After preliminary research on documents of title, security interests, warehouses and warehousemen, priorities, bankruptcy, administrative law and statutory construction, the lawyer must isolate the following questions to be answered before he can give the banker practical advice about handling the details of the proposed transaction:
(1) Can a warehouseman make a valid pledge of his own warehouse receipt for fungible goods contained in his warehouse?
(2) Does the Uniform Commercial Code wholly circumscribe the relations of the parties to the transaction or are there state and federal laws with substantive bearing?
(3) If there is a default in the loan and it results in insufficient goods in the warehouse to cover all receipts outstanding in the hands of depositors, holders and other lenders, who will share in remaining goods and in what proportion?
(4) Is it necessary to verify the authority of the agent or employee who signs the warehouse receipts which are to be pledged?
(5) How does the bank perfect its security interest in the receipts and goods?
(6) What can be done by the bank to insure its preferred position as a creditor in both the collateral when released to the warehouseman for sale or shipment and the proceeds from the sale of that collateral?
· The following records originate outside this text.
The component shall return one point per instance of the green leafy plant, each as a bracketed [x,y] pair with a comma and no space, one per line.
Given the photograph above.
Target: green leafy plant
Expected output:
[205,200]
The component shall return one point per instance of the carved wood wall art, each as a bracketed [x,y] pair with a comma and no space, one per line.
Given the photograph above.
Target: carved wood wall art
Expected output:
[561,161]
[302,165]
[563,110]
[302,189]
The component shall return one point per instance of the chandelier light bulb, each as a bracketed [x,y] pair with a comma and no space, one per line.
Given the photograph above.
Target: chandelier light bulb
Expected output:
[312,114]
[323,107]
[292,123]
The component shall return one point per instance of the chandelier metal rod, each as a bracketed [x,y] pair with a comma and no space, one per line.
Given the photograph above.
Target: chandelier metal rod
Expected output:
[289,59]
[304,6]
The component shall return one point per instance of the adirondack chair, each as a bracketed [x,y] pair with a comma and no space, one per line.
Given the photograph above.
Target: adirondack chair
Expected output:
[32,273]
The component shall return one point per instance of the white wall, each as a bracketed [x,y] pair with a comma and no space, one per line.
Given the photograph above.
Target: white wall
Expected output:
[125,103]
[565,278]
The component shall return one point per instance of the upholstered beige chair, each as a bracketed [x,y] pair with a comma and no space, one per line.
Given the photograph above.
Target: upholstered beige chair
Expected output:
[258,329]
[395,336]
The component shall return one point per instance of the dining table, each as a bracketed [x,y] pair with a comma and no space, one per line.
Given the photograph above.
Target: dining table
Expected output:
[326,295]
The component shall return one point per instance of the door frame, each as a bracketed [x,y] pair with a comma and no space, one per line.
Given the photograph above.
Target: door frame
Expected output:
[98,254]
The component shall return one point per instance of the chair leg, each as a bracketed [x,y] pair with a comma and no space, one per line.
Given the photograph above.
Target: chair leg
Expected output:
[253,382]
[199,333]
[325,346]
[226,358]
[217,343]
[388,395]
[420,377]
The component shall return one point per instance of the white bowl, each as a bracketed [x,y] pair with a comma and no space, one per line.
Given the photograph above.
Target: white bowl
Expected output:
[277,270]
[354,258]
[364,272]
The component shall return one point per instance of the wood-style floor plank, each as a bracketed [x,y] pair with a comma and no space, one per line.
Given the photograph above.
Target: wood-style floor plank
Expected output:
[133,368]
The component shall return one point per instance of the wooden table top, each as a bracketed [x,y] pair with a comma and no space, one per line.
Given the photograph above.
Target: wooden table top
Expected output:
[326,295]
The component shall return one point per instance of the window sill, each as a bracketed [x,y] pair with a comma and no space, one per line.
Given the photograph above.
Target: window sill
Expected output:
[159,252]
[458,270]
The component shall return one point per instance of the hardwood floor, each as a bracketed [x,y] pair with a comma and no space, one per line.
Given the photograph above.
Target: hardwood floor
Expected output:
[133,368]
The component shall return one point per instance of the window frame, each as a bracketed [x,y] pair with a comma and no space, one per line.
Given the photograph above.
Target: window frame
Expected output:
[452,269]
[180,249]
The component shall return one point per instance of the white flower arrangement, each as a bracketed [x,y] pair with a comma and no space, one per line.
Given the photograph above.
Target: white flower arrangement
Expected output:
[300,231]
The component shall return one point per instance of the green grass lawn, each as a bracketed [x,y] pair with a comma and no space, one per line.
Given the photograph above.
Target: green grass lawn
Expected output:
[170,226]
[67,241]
The first four questions, dealt with in Part I, involve close consideration of Article 7 of the Code and are ancillary to, but inseparable from, the last two questions. Those two questions involve the problem of maintaining and enforcing the bank’s security interest and will necessitate a shift in the frame of reference to Article 9 of the Code. Perfecting a security interest and establishing a system of control so that the banker is always assured of his position involve considerations not necessarily peculiar to warehouse receipts. Part II of this article consequently contains a discussion of secured transactions broader in scope than the pledge of specific documents.